At one point, the Bulls lost two members of the rotation to the U.S. Olympics team when Joe Ryan and Shane Baz headed to Japan. When the Olympians came home, Ryan was a member of the Twins organization.
By the time the season ended, Baz was pitching in the American League playoffs.
Franco, of course, made a splash with the Rays once his stay of about six and a half weeks with the Bulls came to a close.
If not for Franco, other Bulls might have been viewed as headliners in any other season.
“I think anybody who’s with Wander is going to get overlooked,” Williams said. “He’s the No. 1 prospect in baseball for all the right reasons. There’s a lot of other good players on this team who deserve attention just like Wander.”

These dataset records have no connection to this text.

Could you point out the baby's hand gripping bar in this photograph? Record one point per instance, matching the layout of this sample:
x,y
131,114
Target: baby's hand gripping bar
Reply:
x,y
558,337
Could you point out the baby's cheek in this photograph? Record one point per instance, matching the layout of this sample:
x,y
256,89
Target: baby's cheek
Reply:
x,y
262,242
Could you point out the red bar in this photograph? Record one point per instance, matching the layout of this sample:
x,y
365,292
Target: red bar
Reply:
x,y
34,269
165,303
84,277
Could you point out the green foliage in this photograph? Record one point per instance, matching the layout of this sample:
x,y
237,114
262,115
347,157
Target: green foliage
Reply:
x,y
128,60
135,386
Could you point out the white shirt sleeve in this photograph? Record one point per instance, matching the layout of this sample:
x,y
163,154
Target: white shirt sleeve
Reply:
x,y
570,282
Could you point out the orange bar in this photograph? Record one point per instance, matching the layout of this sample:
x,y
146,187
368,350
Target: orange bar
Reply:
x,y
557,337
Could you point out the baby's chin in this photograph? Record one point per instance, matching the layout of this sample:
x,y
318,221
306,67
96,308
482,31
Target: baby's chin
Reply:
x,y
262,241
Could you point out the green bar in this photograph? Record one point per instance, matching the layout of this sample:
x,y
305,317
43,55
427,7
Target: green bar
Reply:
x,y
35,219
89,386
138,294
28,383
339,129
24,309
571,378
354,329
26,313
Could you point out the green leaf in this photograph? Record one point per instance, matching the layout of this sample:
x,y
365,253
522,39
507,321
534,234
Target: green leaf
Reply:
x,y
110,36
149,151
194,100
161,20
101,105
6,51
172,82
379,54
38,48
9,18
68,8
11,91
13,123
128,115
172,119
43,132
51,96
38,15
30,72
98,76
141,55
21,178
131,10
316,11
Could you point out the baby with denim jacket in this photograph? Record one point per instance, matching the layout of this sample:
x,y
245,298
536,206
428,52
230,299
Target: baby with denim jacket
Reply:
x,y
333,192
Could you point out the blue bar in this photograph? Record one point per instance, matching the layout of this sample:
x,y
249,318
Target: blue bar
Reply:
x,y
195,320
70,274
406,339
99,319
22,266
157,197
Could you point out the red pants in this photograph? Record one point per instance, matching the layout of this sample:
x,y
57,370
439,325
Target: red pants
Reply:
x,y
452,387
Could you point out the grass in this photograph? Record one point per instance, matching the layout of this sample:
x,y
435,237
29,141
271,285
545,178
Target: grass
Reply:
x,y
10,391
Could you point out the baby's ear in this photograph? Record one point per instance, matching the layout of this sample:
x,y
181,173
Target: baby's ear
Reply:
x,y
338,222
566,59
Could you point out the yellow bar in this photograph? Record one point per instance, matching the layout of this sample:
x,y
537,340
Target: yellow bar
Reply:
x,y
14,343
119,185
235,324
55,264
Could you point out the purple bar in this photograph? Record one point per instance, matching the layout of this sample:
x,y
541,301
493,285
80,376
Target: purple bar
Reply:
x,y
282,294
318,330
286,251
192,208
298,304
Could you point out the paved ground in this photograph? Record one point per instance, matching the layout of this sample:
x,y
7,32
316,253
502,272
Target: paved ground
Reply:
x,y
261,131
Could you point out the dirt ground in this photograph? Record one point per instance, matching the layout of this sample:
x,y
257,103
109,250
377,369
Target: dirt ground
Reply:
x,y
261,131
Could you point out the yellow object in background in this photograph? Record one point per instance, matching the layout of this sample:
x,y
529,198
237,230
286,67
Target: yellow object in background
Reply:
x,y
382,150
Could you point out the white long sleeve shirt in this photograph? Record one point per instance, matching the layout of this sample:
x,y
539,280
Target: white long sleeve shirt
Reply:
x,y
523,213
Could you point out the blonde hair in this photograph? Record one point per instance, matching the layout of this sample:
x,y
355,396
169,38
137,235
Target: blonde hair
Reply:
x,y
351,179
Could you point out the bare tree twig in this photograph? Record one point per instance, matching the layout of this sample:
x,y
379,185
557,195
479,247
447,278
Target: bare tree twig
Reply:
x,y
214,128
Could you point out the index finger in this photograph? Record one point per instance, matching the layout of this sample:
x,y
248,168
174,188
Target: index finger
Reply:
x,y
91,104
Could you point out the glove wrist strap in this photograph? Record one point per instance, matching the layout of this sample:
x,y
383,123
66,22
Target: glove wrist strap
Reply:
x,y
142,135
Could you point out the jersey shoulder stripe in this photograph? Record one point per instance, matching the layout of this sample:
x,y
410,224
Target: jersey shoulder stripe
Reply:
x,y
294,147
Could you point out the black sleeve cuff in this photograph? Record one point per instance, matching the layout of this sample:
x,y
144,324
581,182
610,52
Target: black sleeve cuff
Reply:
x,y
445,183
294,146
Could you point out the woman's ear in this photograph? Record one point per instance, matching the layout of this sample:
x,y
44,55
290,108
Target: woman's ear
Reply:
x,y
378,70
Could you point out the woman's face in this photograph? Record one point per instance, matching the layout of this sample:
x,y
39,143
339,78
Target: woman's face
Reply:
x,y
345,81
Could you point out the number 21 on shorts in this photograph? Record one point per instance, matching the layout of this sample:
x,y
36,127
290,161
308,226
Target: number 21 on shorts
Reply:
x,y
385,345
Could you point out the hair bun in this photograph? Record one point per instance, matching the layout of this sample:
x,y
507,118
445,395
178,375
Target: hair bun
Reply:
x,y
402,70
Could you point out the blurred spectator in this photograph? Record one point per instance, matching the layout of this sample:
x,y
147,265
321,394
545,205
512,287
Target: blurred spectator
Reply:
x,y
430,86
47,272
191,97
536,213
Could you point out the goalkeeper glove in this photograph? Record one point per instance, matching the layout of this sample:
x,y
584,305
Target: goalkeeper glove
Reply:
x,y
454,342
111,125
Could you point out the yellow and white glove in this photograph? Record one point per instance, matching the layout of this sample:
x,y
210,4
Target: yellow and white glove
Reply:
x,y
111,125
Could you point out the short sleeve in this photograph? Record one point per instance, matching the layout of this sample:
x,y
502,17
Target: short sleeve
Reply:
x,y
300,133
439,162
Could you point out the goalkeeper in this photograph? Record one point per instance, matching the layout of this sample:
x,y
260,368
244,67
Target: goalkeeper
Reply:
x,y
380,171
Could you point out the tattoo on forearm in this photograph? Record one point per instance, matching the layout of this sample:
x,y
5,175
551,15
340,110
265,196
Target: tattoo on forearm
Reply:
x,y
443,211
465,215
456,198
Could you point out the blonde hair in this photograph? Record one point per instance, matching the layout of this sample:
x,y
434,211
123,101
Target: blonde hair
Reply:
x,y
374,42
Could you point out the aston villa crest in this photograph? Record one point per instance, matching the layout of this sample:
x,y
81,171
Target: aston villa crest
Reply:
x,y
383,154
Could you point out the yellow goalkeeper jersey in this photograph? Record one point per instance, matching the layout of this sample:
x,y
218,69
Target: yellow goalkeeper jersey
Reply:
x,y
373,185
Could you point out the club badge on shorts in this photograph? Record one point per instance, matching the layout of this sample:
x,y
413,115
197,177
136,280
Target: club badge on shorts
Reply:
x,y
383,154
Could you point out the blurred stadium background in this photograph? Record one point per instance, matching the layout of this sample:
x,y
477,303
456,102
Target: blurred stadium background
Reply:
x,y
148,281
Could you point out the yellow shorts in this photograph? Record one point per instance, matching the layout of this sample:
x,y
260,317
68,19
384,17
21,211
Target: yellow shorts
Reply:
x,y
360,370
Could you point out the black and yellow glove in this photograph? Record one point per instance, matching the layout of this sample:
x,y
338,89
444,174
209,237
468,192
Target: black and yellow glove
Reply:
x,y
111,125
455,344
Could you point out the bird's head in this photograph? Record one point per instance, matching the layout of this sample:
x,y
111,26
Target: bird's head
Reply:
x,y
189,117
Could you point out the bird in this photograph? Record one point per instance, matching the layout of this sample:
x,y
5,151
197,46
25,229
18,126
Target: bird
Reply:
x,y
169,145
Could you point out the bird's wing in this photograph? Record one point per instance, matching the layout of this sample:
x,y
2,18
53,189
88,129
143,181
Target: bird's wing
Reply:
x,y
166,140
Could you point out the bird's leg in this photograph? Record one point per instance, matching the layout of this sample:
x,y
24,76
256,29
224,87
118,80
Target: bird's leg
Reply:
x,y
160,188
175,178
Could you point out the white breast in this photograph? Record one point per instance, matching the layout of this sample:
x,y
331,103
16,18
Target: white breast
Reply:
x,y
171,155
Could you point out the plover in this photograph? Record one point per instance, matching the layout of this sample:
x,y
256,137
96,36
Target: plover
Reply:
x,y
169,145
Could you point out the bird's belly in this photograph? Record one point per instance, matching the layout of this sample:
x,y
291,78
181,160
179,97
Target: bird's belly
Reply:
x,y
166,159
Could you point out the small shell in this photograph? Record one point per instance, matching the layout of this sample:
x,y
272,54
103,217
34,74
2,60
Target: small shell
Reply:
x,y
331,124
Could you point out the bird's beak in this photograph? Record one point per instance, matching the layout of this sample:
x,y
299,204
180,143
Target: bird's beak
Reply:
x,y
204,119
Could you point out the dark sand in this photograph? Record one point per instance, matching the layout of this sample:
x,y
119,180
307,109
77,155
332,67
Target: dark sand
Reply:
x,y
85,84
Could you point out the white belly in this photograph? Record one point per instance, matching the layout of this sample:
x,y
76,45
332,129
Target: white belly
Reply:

There was no shortage of notable performances. Second baseman/outfielder Vidal Brujan was the only minor leaguer with at least 40 extra-base hits and 40 stolen bases. Shortstop Taylor Walls was splendid at times, and Lowe was one of the most productive hitters in Triple-A.
“We were the best team in minor league baseball on paper coming into this season,” Lowe said. “There was really no pressure on anybody. Just come out here (and) compete, have fun and play Bulls baseball, and the rest will take care of itself.
“And it goes to show that we’re the No. 1 team in Triple-A. It shows every single day how incredible this organization is where some guys aren’t even prospects and they still produce the way they do. It says a lot about our organization—how deep we are.”
Perhaps what made the Bulls so dominant was that first baseman Dalton Kelly became a slugger, utilityman Miles Mastrobuoni was promoted from Double-A Montgomery and would have been a contender as the team’s top batter in a full season. Catcher Rene Pinto entered the conversation as a prospect.
There were stretches when Durham’s pitching proved again that the Rays develop hurlers at a ridiculously high level. They had the best team ERA (3.40) and highest strikeout total (1,326) in Triple-A.
“They just have all the confidence in the world,” catcher Brett Sullivan said of the pitchers. “They have video-game numbers. You look at their numbers, and it’s just incredible—all of them.”
And yet it was on the mound where the Bulls also experienced their most horrifying moment. When a line drive from Norfolk’s Brett Cumberland struck reliever Tyler Zombro in the head during an early June game, it was a moment that seemed etched in the team members’ minds for the rest of the season.
From the pain and grief that the Bulls experienced that night and the days ahead, there was comfort in seeing Zombro when he stopped by the ballpark prior to a July 17 game.
By then, the Bulls had established a trend of providing much more uplifting drama. Ten times the Bulls won in walk-off fashion, with six of those in extra innings.
That helped them to a 45-20 record at Durham Bulls Athletic Park.
At one point, they won 10 consecutive series. Later, they won 17 of their final 19 games.
Not bad considering how 2021 began.
“The goal this year was just to get back to playing,” Williams said. “There’s a lot of positives. A lot of positives in the whole minor league system.”